Sponsors edging away from NFL

Major dollars are on the line, but companies are so unhappy with a rash of domestic violence cases involving National Football League players that they are likely to drop sponsorships, said Robert Tuchman, president of sports and entertainment marketing firm Goviva.

"They are really holding on until the last minute until public outcry is so much that they can't be associated with this," said Tuchman. "That's when you're going to find them pulling out."

Football is the nation's most popular sport and has always been an advertising vehicle of choice for major consumer brands. Companies have committed millions of dollars to NFL sponsorships and millions more in related programs to leverage those sponsorships, said Tuchman. He added, "No one wants to pull away from the NFL."

But companies are now distancing themselves from the league following a series of shocking incidents involving pro football players and what's seen as a weak response from the NFL.

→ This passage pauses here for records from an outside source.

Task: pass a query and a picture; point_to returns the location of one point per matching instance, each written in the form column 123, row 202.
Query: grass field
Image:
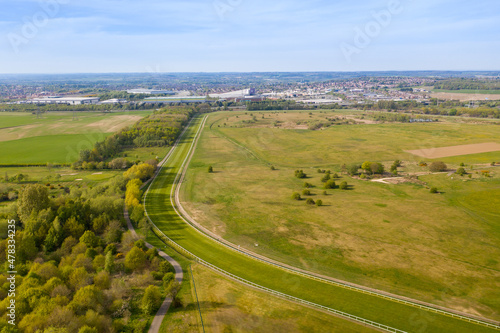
column 369, row 307
column 346, row 144
column 376, row 234
column 56, row 137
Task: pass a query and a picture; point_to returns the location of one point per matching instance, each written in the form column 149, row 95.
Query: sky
column 119, row 36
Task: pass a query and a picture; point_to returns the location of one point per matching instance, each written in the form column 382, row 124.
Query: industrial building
column 151, row 92
column 64, row 100
column 172, row 100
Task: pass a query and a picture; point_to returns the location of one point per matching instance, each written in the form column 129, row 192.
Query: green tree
column 109, row 265
column 151, row 300
column 438, row 167
column 33, row 198
column 330, row 184
column 89, row 239
column 135, row 259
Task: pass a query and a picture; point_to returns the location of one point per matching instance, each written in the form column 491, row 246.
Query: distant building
column 64, row 100
column 172, row 100
column 235, row 94
column 151, row 92
column 114, row 101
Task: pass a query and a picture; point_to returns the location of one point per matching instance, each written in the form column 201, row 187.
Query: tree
column 34, row 198
column 461, row 171
column 438, row 167
column 89, row 239
column 151, row 300
column 330, row 184
column 300, row 174
column 353, row 169
column 135, row 259
column 109, row 265
column 326, row 178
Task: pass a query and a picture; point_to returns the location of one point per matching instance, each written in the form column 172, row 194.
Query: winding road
column 356, row 303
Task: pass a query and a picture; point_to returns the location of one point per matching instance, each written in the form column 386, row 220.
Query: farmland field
column 399, row 238
column 56, row 137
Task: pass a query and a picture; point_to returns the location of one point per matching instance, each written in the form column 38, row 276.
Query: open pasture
column 441, row 248
column 56, row 137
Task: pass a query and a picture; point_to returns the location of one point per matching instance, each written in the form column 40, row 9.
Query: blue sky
column 69, row 36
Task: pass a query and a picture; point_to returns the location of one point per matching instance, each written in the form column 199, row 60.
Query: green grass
column 360, row 235
column 56, row 138
column 347, row 144
column 370, row 307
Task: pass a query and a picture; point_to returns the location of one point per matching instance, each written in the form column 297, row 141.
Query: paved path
column 179, row 275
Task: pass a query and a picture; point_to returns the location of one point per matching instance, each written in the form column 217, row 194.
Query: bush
column 438, row 167
column 326, row 178
column 461, row 171
column 330, row 184
column 300, row 174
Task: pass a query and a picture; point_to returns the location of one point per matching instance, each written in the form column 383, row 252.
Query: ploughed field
column 441, row 248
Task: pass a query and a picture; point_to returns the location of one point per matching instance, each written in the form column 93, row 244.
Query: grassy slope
column 351, row 144
column 393, row 314
column 56, row 138
column 369, row 246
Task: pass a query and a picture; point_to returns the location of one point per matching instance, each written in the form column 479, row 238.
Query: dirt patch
column 114, row 124
column 433, row 153
column 465, row 97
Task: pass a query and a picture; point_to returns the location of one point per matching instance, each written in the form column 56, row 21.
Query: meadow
column 398, row 238
column 56, row 137
column 394, row 314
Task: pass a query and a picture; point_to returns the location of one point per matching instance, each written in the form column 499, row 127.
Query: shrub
column 300, row 174
column 461, row 171
column 330, row 184
column 326, row 178
column 438, row 167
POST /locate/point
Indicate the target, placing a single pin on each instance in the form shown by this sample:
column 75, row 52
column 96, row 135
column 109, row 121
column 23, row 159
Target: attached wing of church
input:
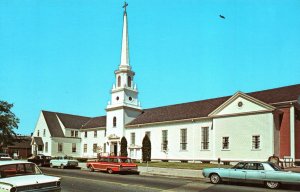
column 244, row 126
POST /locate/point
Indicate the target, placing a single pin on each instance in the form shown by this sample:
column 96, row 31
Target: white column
column 292, row 131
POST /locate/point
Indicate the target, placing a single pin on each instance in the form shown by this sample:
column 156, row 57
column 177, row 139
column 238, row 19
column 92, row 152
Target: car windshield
column 239, row 165
column 125, row 160
column 19, row 169
column 275, row 167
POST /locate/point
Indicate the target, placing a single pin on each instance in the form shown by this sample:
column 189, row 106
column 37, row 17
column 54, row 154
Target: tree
column 8, row 122
column 124, row 147
column 146, row 149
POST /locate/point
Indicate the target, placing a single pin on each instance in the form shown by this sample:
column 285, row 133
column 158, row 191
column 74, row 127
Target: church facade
column 244, row 126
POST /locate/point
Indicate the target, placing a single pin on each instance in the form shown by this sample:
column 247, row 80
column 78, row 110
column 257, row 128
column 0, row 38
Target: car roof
column 116, row 157
column 10, row 162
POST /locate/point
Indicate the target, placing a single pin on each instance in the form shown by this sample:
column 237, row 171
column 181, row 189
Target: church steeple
column 125, row 47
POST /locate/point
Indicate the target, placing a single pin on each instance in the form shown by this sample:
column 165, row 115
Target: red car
column 112, row 164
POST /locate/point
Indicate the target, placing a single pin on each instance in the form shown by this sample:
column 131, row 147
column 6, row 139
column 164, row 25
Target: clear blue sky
column 60, row 55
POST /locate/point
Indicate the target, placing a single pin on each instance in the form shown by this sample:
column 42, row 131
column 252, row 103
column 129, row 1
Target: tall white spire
column 125, row 46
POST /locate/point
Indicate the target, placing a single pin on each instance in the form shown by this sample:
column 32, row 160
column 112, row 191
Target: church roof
column 70, row 121
column 202, row 108
column 95, row 122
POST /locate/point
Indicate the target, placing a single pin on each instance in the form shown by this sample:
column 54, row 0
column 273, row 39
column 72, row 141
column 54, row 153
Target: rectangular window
column 60, row 147
column 95, row 147
column 85, row 148
column 73, row 147
column 148, row 133
column 132, row 136
column 183, row 139
column 225, row 143
column 204, row 138
column 164, row 140
column 46, row 147
column 255, row 142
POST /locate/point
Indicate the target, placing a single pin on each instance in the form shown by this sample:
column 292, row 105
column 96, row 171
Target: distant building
column 21, row 148
column 244, row 126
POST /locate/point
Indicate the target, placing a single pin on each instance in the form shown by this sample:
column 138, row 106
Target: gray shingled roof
column 182, row 111
column 70, row 121
column 202, row 108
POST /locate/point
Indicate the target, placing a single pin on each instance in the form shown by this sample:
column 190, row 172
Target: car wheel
column 110, row 171
column 272, row 184
column 91, row 169
column 215, row 178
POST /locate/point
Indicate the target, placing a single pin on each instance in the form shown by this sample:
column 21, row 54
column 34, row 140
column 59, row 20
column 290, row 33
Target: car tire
column 110, row 171
column 91, row 168
column 272, row 184
column 215, row 178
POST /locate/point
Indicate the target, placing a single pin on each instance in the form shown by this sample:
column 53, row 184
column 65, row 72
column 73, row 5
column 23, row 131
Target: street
column 74, row 180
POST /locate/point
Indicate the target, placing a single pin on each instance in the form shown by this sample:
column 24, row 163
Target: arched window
column 114, row 122
column 119, row 81
column 129, row 81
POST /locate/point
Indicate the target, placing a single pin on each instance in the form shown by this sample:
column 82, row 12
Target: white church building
column 243, row 126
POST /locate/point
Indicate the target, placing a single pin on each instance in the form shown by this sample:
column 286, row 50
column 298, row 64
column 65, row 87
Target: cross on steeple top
column 125, row 5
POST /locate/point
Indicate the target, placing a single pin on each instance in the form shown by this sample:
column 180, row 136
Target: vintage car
column 63, row 161
column 255, row 172
column 112, row 164
column 25, row 176
column 40, row 160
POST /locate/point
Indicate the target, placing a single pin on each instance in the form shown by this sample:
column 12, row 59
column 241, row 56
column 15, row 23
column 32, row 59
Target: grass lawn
column 178, row 165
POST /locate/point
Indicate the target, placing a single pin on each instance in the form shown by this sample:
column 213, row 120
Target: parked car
column 4, row 156
column 63, row 161
column 112, row 164
column 25, row 176
column 267, row 173
column 40, row 160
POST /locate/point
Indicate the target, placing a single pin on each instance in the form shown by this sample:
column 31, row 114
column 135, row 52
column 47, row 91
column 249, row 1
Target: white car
column 63, row 162
column 25, row 176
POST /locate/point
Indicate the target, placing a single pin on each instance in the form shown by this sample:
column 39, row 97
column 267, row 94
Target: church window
column 183, row 139
column 132, row 136
column 85, row 148
column 164, row 141
column 148, row 133
column 129, row 81
column 255, row 142
column 46, row 147
column 73, row 147
column 225, row 143
column 204, row 138
column 114, row 122
column 60, row 147
column 119, row 81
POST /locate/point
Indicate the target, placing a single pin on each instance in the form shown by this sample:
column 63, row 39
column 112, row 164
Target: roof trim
column 245, row 96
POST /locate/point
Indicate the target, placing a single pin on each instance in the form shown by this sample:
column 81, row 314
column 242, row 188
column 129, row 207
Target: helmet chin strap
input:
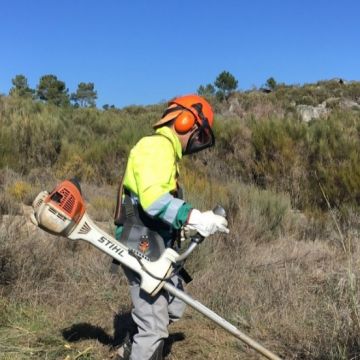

In the latest fallout from the domestic violence case involving former Baltimore Raven Ray Rice and other arrests of NFL players, Procter & Gamble (PG) has withdrawn from a promotional initiative with the NFL for Breast Cancer Awareness Month, according to CBS Sports, citing sources with knowledge of the matter.

The consumer products giant had worked with the NFL on a project in which players from every NFL franchise would have worn pink mouthguards and participated in social media to raise money and draw attention to the fight against breast cancer.

But P&G canceled the campaign on Thursday amid the furor over the league's response to Rice and other incidents involving the Minnesota Vikings' Adrian Peterson and the Arizona Cardinals' Jonathan Dwyer. P&G will still donate any money raised in the campaign to cancer charities, CBS Sports reported.

Spokespersons for P&G and the NFL did not immediately respond to a request for comment.

A growing number of sponsors have expressed concern about the recent domestic violence issues involving NFL players. Anheuser-Busch InBev (BUD) this week criticized the league's handling of what the beer seller were behaviors that "go against our own company culture and moral code." PepsiCo (PEP) also has questioned the NFL's handling of domestic violence and child abuse, while Radisson Hotels has suspended its sponsorship of the Vikings.

Companies have also cut ties with Rice, who was captured on video striking his then-fiancee Janay Palmer in a casino elevator. Sponsors who dropped Rice include Nike (NKE) and exercise equipment maker Vertimax.

Tuchman said he hopes the NFL will not only adopt a zero-tolerance policy, but also use its power to change attitudes about domestic violence -- not just in football, but across the country. "Because they are at the top of the top in terms of marketing and brand, they really have an opportunity here" to change both perceptions and behavior, he said.

So far the NFL seems to be squandering that opportunity with missteps. Commissioner Roger Goodell apologized Friday for mishandling the Rice affair. He also admitted the league needs clearer policies and announced new initiatives with the National Domestic Violence Hotline and the National Sexual Violence Resource Center.

Tuchman thought such efforts wouldn't be enough to fully address sponsors' concerns. He thinks the NFL needs to take a tougher stance on players shown to have abused women or children.